В это время Базир выступает с докладом в Собрании: королевская охрана разразилась радостными криками, узнав о поражении под Турне и Кьевреном; она выразила надежду, что через три дня будет взят Валансьен, а через две недели Париж окажется в руках иноземных войск.

Более того, один шевалье из этой охраны, честный француз по имени Иоахим Мюрат, полагавший, что поступил на службу в настоящую конституционную гвардию, как следовало из ее названия, подает в отставку; его собирались подкупить и отправить в Кобленц.

Эта гвардия — страшное оружие в руках королевской власти: ведь по приказу короля она может выступить против Собрания, окружить Манеж, арестовать представителей народа или перестрелять их всех до единого. Или и того лучше: она может взять короля, выйти с ним из Парижа, проводить его к границе и устроить второй Вареннский побег, на сей раз успешный!

Вот почему 22 мая, то есть три недели спустя после двойного поражения при Турне и Кьеврене, Петион, новый мэр Парижа, получивший это назначение благодаря влиянию королевы, тот самый, что привез королеву из Варенна в которому теперь она оказывает покровительство из ненависти к тому, кто позволил ей убежать, этот самый Петион обратился с письмом к командующему Национальной гвардией, в котором открыто выразил свои опасения по поводу возможного отъезда короля и посоветовал установить наблюдение, не спускать глаз и усилить патрулирование окрестностей…
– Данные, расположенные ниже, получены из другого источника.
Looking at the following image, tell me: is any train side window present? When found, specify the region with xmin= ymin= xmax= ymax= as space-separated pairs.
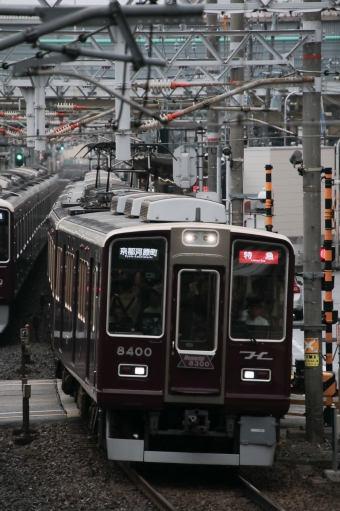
xmin=78 ymin=259 xmax=89 ymax=323
xmin=55 ymin=247 xmax=63 ymax=302
xmin=65 ymin=252 xmax=74 ymax=311
xmin=229 ymin=240 xmax=288 ymax=342
xmin=107 ymin=238 xmax=166 ymax=337
xmin=0 ymin=209 xmax=9 ymax=261
xmin=176 ymin=269 xmax=220 ymax=353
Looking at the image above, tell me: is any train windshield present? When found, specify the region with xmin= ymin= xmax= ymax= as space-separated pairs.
xmin=108 ymin=238 xmax=166 ymax=337
xmin=229 ymin=241 xmax=288 ymax=341
xmin=0 ymin=209 xmax=9 ymax=261
xmin=176 ymin=270 xmax=220 ymax=353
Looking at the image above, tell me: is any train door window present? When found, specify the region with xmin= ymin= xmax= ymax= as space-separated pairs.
xmin=91 ymin=266 xmax=99 ymax=332
xmin=176 ymin=269 xmax=220 ymax=353
xmin=48 ymin=235 xmax=55 ymax=296
xmin=107 ymin=237 xmax=166 ymax=337
xmin=78 ymin=259 xmax=88 ymax=323
xmin=0 ymin=209 xmax=9 ymax=261
xmin=0 ymin=209 xmax=9 ymax=261
xmin=229 ymin=240 xmax=288 ymax=342
xmin=55 ymin=247 xmax=63 ymax=302
xmin=65 ymin=252 xmax=74 ymax=311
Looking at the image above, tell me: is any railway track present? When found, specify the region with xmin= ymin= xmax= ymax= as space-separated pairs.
xmin=117 ymin=462 xmax=284 ymax=511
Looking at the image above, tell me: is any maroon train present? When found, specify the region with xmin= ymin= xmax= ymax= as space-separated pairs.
xmin=0 ymin=167 xmax=61 ymax=333
xmin=49 ymin=173 xmax=294 ymax=466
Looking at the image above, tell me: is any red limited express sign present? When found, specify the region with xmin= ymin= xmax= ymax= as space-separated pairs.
xmin=238 ymin=250 xmax=279 ymax=264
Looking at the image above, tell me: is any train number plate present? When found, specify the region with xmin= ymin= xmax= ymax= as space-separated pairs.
xmin=177 ymin=353 xmax=214 ymax=369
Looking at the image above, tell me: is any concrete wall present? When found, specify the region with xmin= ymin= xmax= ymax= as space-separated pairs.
xmin=243 ymin=146 xmax=334 ymax=243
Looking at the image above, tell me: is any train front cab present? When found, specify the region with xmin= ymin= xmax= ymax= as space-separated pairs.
xmin=104 ymin=228 xmax=294 ymax=466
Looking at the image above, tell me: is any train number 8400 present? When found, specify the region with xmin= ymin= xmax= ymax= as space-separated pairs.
xmin=117 ymin=346 xmax=152 ymax=357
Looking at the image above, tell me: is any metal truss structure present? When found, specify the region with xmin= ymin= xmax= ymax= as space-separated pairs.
xmin=0 ymin=0 xmax=340 ymax=151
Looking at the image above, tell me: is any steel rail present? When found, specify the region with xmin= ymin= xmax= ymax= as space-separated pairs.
xmin=238 ymin=476 xmax=285 ymax=511
xmin=116 ymin=461 xmax=176 ymax=511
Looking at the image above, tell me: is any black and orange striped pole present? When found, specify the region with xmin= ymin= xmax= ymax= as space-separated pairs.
xmin=322 ymin=168 xmax=338 ymax=423
xmin=265 ymin=165 xmax=273 ymax=232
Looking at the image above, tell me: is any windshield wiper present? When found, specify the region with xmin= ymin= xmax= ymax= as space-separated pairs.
xmin=233 ymin=317 xmax=257 ymax=344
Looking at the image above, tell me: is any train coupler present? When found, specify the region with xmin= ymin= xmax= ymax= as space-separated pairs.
xmin=183 ymin=409 xmax=210 ymax=433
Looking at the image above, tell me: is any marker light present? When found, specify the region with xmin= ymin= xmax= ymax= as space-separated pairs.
xmin=203 ymin=234 xmax=216 ymax=243
xmin=182 ymin=229 xmax=219 ymax=247
xmin=184 ymin=232 xmax=197 ymax=243
xmin=244 ymin=371 xmax=255 ymax=380
xmin=241 ymin=369 xmax=271 ymax=382
xmin=118 ymin=364 xmax=148 ymax=378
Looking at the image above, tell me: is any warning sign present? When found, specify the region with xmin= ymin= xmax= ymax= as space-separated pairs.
xmin=305 ymin=337 xmax=320 ymax=367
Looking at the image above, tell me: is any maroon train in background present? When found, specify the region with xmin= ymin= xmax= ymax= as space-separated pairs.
xmin=0 ymin=167 xmax=61 ymax=333
xmin=49 ymin=173 xmax=294 ymax=466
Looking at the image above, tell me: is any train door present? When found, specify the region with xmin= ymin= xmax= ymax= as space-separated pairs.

За кем установить наблюдение? С кого не спускать глаз? Об этом Петион не говорит ничего.

Зачем усилить патрулирование окрестностей? То же молчание.

Да и зачем называть в письме Тюильрийский дворец я короля?

За кем обычно устанавливают наблюдение? За врагом!

Вокруг чего усиливают патрулирование? Вокруг вражеского лагеря!

Где находится вражеский лагерь? В Тюнльрийском дворце.

Кто враг? Король.

Таким образом, основной вопрос поставлен.

Петион, адвокатишка из Шартра, сын прокурора, задает его потомку Людовика Святого, потомку Людовика XIV, королю Французскому!